Dunster Castle is a fascinating property with a long and exciting history. A stone shell keep was built on this site at the start of the 12th century. The castle survived sieges, battles, civil wars and bankruptsies. The castle has been occupied until the late 20th century when it was turned over to the Trust.
Castle Ward, built in the 1760s reflects the differing tastes of Lord Bangor and his wife. While the entrance side of the building is done in a classical Palladian style, the opposite side is Georgian Gothic. This differences in style continue throughout the interior of the house with the divide down the center.

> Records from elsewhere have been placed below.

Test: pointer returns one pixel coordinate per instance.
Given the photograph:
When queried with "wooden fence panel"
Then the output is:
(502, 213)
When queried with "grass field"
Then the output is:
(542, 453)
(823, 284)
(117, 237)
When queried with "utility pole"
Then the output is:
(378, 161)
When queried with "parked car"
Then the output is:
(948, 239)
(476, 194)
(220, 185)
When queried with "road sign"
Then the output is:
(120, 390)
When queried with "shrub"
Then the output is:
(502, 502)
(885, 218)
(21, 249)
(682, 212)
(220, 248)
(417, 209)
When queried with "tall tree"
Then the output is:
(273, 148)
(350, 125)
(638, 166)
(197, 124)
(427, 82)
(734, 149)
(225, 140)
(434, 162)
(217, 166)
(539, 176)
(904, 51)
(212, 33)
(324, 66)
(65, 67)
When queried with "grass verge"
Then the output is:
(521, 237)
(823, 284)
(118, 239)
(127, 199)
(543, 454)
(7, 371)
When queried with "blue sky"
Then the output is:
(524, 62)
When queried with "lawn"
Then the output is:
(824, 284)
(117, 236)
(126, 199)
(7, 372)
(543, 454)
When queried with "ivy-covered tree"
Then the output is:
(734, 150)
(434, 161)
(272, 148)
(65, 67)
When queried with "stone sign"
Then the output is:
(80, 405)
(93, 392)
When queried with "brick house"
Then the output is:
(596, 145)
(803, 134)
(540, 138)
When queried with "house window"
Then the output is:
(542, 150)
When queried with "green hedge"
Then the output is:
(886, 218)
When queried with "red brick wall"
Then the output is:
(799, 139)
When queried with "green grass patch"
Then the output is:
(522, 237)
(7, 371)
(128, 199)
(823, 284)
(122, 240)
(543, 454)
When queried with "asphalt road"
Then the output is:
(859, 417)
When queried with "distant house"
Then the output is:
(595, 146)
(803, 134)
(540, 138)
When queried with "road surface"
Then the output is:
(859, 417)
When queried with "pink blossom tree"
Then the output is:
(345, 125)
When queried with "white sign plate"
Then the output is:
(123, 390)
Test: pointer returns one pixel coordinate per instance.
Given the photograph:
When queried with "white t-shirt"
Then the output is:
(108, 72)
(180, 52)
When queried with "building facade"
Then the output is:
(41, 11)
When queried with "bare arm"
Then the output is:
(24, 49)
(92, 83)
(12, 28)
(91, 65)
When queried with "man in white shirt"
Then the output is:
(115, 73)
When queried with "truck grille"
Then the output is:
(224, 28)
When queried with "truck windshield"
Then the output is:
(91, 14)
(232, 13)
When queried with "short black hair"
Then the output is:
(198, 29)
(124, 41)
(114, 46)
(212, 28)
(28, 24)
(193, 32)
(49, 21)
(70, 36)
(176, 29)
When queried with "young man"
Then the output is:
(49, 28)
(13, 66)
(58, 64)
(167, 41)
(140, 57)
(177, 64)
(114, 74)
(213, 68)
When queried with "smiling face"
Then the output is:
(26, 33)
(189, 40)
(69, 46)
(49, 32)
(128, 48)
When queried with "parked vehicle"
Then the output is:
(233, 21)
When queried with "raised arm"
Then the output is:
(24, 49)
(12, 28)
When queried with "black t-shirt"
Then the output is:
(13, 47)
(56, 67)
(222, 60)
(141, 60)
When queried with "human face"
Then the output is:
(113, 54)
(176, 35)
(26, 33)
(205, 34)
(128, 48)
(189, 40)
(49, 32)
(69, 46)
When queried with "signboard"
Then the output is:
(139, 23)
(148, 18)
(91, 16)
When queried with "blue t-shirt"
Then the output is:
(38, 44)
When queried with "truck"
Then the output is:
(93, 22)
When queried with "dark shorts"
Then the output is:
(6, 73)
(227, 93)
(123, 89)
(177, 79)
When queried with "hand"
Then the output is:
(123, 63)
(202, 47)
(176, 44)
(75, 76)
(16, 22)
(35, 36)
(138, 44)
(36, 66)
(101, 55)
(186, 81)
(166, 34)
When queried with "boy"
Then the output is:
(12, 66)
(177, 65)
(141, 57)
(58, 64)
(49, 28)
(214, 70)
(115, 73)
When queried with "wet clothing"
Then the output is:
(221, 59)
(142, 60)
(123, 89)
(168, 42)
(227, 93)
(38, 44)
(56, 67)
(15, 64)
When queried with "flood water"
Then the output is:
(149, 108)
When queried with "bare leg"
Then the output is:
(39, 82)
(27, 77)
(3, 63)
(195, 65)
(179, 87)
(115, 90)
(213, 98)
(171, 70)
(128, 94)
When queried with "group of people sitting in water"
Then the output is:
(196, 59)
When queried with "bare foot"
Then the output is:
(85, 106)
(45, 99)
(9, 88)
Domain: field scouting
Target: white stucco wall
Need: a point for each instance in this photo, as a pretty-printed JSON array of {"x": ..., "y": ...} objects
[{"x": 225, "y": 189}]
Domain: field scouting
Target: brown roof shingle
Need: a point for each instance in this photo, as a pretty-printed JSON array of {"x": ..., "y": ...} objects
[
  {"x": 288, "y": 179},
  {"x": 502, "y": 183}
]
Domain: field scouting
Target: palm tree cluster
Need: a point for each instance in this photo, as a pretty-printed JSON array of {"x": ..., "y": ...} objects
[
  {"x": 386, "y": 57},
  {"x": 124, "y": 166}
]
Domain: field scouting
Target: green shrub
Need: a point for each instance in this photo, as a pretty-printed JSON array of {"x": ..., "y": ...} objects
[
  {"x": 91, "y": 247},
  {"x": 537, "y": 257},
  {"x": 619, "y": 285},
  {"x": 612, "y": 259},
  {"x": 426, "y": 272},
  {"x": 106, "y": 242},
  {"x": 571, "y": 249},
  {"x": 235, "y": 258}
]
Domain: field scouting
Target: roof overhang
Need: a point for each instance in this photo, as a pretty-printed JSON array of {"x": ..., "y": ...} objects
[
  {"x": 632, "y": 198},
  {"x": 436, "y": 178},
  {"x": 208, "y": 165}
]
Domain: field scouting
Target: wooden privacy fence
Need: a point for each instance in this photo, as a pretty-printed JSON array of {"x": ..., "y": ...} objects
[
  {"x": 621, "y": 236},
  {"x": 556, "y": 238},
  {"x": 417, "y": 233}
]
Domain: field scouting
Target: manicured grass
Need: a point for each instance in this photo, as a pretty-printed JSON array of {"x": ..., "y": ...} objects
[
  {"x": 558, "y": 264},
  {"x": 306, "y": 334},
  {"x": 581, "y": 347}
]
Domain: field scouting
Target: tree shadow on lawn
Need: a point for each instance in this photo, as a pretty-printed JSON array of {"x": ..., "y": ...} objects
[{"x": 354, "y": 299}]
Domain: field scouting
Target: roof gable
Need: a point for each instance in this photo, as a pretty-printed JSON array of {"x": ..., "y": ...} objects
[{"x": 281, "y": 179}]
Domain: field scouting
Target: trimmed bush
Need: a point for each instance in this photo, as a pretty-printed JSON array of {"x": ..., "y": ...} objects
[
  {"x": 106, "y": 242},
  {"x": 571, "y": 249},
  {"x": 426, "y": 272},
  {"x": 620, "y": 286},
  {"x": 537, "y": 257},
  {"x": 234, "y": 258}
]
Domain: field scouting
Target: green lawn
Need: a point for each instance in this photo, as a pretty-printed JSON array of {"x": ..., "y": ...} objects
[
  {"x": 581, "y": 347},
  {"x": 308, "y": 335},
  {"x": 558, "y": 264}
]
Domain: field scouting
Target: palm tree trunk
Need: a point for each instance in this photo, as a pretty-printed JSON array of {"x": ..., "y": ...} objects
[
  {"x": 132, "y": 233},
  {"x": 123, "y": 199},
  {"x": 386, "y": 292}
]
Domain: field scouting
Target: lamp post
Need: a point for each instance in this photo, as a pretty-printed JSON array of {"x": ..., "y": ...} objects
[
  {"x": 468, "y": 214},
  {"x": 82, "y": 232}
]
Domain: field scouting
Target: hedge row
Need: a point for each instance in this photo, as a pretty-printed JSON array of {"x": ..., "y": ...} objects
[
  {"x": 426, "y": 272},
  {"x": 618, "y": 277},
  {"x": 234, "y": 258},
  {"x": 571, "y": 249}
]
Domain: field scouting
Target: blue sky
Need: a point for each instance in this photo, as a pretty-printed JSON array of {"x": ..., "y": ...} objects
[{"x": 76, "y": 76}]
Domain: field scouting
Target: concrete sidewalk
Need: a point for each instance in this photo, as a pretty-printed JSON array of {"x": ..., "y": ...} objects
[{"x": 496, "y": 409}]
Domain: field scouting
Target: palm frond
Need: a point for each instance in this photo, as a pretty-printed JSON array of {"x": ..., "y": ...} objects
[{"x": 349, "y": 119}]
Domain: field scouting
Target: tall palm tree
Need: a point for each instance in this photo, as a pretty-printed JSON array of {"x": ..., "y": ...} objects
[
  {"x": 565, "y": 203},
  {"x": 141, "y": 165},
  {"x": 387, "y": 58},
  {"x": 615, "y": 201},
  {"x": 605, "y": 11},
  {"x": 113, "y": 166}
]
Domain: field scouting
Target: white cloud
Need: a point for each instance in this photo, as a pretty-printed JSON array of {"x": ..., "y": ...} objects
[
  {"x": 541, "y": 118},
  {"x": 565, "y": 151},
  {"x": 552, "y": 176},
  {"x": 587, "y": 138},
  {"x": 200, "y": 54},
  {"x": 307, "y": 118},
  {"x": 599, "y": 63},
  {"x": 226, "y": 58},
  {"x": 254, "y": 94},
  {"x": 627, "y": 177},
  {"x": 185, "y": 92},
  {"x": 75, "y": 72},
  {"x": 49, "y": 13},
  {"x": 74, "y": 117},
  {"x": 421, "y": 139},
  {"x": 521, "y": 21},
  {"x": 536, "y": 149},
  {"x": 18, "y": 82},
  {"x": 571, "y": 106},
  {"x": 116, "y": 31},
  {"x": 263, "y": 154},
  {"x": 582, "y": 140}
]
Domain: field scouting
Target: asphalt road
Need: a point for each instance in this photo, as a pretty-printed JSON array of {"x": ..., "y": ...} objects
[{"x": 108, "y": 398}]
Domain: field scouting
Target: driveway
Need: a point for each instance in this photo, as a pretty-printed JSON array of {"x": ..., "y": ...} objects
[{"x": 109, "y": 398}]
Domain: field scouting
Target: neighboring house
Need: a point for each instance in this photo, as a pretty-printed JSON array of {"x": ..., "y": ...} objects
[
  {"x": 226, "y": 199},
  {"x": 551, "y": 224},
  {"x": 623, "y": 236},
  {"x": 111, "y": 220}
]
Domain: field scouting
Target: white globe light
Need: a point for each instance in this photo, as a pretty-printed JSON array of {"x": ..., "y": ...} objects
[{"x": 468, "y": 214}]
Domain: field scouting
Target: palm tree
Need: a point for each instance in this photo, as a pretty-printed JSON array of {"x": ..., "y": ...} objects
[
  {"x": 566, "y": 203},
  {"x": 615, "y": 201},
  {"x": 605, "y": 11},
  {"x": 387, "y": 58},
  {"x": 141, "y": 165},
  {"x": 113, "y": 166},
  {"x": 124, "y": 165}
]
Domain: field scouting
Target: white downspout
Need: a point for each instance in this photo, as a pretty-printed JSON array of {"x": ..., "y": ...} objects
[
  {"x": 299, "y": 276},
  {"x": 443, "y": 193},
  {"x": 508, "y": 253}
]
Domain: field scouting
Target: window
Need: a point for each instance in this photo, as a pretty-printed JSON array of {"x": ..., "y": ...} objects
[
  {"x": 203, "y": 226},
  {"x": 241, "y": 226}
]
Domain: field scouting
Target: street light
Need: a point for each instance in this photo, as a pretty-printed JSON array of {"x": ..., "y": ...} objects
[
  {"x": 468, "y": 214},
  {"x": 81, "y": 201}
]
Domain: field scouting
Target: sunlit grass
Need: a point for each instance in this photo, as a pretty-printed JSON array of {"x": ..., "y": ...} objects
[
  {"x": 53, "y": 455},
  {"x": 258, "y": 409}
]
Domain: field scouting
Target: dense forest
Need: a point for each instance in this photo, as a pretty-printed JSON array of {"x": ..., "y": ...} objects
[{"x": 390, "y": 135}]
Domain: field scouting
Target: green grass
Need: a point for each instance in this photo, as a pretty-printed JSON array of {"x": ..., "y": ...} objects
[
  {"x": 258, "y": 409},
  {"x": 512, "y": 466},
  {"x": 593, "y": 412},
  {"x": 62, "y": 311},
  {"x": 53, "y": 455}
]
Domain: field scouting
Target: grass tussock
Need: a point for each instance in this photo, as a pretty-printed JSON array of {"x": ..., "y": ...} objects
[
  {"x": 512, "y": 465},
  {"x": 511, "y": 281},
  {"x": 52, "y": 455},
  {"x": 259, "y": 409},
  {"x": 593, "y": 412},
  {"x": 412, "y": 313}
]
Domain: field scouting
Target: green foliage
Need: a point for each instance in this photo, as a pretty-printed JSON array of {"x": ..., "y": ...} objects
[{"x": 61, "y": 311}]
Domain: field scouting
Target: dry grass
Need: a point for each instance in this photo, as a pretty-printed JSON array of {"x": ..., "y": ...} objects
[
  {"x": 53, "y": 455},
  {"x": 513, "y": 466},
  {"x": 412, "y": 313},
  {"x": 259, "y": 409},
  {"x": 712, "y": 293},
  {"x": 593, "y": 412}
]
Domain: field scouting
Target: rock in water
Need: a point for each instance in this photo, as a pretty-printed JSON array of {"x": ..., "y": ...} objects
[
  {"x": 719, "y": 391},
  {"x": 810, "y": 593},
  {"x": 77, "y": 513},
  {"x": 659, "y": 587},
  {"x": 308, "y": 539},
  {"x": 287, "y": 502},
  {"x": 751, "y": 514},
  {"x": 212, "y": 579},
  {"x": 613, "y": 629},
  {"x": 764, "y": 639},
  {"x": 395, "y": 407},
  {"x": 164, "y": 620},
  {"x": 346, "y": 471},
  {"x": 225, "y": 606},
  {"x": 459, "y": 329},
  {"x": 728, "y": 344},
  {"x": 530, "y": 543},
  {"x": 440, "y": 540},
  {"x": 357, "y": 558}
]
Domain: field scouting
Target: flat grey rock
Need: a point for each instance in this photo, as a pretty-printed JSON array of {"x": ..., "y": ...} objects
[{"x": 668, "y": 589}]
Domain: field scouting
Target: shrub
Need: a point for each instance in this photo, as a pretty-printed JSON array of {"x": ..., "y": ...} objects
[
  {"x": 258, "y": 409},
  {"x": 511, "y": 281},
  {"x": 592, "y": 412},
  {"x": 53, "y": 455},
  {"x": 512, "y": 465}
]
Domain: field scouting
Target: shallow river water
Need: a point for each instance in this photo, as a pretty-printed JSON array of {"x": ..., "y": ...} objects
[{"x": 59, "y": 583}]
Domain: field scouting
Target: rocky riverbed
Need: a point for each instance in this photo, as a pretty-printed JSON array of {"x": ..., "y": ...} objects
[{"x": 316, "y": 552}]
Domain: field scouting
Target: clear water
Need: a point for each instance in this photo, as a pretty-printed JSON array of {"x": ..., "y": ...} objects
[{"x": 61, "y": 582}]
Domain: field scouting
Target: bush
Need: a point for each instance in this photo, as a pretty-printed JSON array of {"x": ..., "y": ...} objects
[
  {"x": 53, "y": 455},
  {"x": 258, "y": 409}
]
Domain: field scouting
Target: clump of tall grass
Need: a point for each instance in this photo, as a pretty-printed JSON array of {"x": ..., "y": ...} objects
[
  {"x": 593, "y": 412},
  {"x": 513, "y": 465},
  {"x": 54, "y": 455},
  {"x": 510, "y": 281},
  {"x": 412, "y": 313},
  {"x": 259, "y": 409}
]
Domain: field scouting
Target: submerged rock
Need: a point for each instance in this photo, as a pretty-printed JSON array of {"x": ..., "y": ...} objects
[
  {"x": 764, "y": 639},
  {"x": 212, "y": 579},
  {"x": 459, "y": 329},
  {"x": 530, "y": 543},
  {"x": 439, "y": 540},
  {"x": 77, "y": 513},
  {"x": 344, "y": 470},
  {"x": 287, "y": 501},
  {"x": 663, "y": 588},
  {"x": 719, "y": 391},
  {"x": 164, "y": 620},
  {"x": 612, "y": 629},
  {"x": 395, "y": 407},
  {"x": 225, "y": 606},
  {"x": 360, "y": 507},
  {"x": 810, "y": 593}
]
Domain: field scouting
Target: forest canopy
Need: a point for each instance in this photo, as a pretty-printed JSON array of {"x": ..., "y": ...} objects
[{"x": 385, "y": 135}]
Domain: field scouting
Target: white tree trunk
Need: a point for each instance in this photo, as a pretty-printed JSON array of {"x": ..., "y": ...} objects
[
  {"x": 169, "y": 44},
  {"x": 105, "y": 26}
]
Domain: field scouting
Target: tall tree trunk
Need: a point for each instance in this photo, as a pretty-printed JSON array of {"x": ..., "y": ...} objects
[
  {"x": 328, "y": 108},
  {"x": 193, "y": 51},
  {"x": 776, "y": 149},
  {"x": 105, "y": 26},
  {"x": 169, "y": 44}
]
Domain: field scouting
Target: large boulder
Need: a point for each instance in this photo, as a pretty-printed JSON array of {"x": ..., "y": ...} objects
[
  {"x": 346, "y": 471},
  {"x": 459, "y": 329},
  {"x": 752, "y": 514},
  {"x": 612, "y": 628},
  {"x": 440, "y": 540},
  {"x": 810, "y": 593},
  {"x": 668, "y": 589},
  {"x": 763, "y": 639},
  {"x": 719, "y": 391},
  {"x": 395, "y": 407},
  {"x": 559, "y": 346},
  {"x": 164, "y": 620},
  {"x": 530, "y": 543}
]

Charles, 3rd Marquess of Londonderry’s second wife, Lady Frances Anne Vane-Tempest, was the greatest heiress of her time. This infusion of huge new wealth prompted the refurbishment and enlargement of Mount Stewart. While spending £150,000 on the refurbishment, £52 million in today’s money, they only gave £30 to famine relief in Ireland in the 1840s, illustrating the inhumanity that existed within Ireland at the time.
The horse in this very large painting is Hambletonian, the 18th century’s most celebrated racehorse. He was owned by Sir Henry Vane-Tempest, Sir Stewart’s father in law. In a famous four mile match at Beacon Course in Newmarket on 25 March 1799, Hambletonian won by a neck and was said to have covered 21 feet in a single stride at the finish. Sir Henry had wagered the huge sum of 3,000 guineas ($300,000) on the outcome. Afterwards the horse was the subject of this painting, Hambletonian Rubbing Down, by the great equine artist, George Stubbs. The stable boy, handler and horse all appear agitated and tense. After seeing the painting some of Sir Henry’s detractors commented that it was because the horse had been whipped and treated badly in the race. When Sir Henry heard this he became so distraught that he refused the painting. The 75 year old Stubbs stood firm and refused to alter the image. Over time Sir Henry softened and eventually paid for and took possession of the painting, which today is priceless. Most recently, one of Stubbs paintings was sold by Christies for a record $36 million.
After a visit in 1801, one visitor wrote of the location, “It is impossible not to regret the misapplication of so much treasure upon a spot where no suitable Desmesne can be created…where the salt spray begins to corrode this sumptuous pile of Grecian Architecture, and the imagination anticipating the distant period weeps over the splendid Ruin, a sad monument of human folly.”
The columns are the remains of a causeway built by the giant, Finn MacCool, who was challenged to a fight by the Scottish giant Benandonner. Finn accepted the challenge and built the causeway across the North Channel so that the two giants could meet.
Carrick-a-Rede Rope Bridge links the mainland to the tiny island of Carrickarede.
Castle Coole was constructed at a cost of £57,000 in 1798, equivalent to approximately £20 million today.
Early on the morning of March 22, 1955, 72 year old Lady Enniskillen discovered a fire on the first floor landing. She ran to nearby Killymanamly House and telephoned the elderly 5th Earl of Enniskillen , at the Ulster Club in Belfast. He is said to have cried “What the hell do you think I can do about it?”.
In 1852 the Royal Navy troopship HMS Birkenhead. struck the rocks off Danger Point, South Africa. Prior to this, evacuation was a “every man for himself affair”. When Captain Shelton saw the sailors rushing to the lifeboats cried “women and children first”. This has come to be known as “the Birkenhead Protocol”.